Kate Freud, a 36-year-old mother of three from London, has employed a live-in family assistant from the Czech Republic called Karla to help with her children – six- year- old Jago and Georgia, three – while she nurses five-month-old Willow.

‘It’s been a game-changer for us,’ she says. ‘Karla is as bright as a button. She looks after the older children for a bit of time every day, takes them to tennis lessons or to the playground or swimming.

‘She makes sure the playroom is tidy after they’ve been in there, cleans the kitchen after I’ve cooked, mops up the bathroom after bath time. When I come down from putting the children to bed, the sitting room has been tidied.

‘ Karla does the chores I don’t want to do so I can be with the children when I can and enjoy the time instead of thinking; “I have to load the dishwasher.”

‘She even reads them a story if my husband is running late home from work, so I can put the baby to bed.’ Mrs Freud’s family assistant – who lives in and works 35 hours a week plus two nights of babysitting – also does the food shopping and runs errands. And t he wages involved are considerably lower.

‘All of my friends who pay through the nose for regular nannies have people who are militant about leaving on time, don’t tidy up after themselves and are very inflexible if a parent can’t be home promptly,’ Mrs Freud said.

‘They’re all considering switching to a family assistant. I have a friend who has been paying £600 per week for a nanny who has switched to a family assistant for almost a third of the price and is overjoyed.’

TV executive Claire Horton has had her ‘invaluable’ family assistant since January to help with her children, aged eight and six. Having had nannies since her children were born, Ms Horton is impressed with her new helper.
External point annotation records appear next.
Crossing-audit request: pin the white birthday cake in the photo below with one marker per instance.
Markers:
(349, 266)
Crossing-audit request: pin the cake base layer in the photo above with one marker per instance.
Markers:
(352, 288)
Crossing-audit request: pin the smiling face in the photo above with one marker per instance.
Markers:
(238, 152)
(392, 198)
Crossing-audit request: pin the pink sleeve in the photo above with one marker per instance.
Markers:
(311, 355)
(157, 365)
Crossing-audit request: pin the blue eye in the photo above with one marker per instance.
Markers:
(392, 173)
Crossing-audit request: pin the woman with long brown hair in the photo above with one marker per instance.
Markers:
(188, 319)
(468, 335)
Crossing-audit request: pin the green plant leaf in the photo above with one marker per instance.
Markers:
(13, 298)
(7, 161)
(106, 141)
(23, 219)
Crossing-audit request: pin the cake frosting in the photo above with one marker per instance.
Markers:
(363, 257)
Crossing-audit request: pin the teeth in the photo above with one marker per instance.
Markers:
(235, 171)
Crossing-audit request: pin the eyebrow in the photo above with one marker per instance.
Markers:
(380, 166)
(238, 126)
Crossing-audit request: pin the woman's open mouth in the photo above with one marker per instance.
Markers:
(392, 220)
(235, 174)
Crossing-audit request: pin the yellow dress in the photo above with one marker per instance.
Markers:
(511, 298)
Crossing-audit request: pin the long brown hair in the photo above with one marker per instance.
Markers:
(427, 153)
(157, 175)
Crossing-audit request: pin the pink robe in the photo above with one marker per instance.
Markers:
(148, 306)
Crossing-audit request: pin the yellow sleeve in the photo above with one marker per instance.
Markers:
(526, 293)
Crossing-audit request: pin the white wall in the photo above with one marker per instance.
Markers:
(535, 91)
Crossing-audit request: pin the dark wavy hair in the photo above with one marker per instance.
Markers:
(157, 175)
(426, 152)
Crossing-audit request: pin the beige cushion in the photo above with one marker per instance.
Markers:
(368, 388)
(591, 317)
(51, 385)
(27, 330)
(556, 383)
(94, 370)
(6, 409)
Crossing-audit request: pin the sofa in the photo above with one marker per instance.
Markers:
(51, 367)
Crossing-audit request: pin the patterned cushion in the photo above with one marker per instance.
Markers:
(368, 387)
‘She’s 32, she’s bright, fluent in Spanish with very good English and she was in fact a primary teacher in her country, so I know I can leave her to it when it comes to looking after the children,’ she says.

‘ I’m a busy professional and I don’t get home until about 7pm, so I don’t want to have to spoon-feed someone or be patient while they learn English, as can sometimes be the case with an au pair. The children also have no need for a fulltime nanny at their age.’
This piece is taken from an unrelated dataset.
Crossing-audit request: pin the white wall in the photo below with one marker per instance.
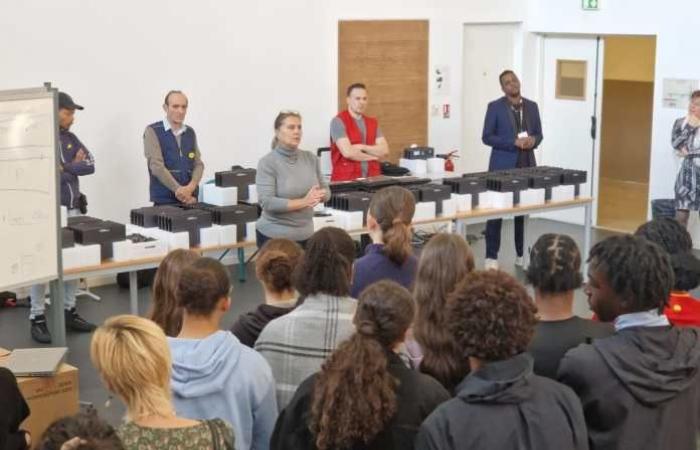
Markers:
(240, 63)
Ms Horton’s family assistant manages washing, sorts out sports kits, organises after-school clubs and arranges and schedules playdates.

‘ It’s all organised,’ she says. ‘There’s lots of juggling and she is invaluable. For me, childcare is not just about the children but about helping me run my life.’

A more specialised niche popular among families with younger children is the ‘Nanny-PA’, who is contracted to do childcare plus any admin associated with the children – buying school uniforms, keeping an online family diary, researching the family holiday, and even attending parents’ evenings or medical appointments if a parent cannot.

This hybrid role is especially popular with what one agency calls the ‘mass affluents’ – families in which both parents are working professionals, yet don’t have the kind of money to employ a team of domestic staff. At this level, family assistants are paid less than nannies but, as the salary is lower, the agencies stipulates that the assistant must live in the family home.

Generally, Ms Middleton says, the person has experience of childcare already – many have been au pairs or teachers in a foreign country, but neither job is enough experience to become a nanny in the UK.

But if the wages seem comparatively low, the assistants themselves don’t seem to be complaining.

Viviana Arboleda, 31, is an assistant to a family with two children in London. ‘Being a family assistant is a paid job, whereas being an au pair is just pocket money,’ she says.

‘I help out in all areas of the family’s life, from childcare to errands to cooking and keeping the house tidy. It’s a varied role and I like the different aspects it offers. I live with a lovely family and am treated as one of them, yet I’m still able to continue studying while working, which was important for me.’

And back i n North London, Maddie Gray has no complaints, even though she is on 24-hour call. ‘I love it,’ she says. ‘I think it’s an amazing job.

‘ When you’re working closely with a family, to get to be a part of that family... it’s something you don’t get in many other kinds of work – certainly not in an office.’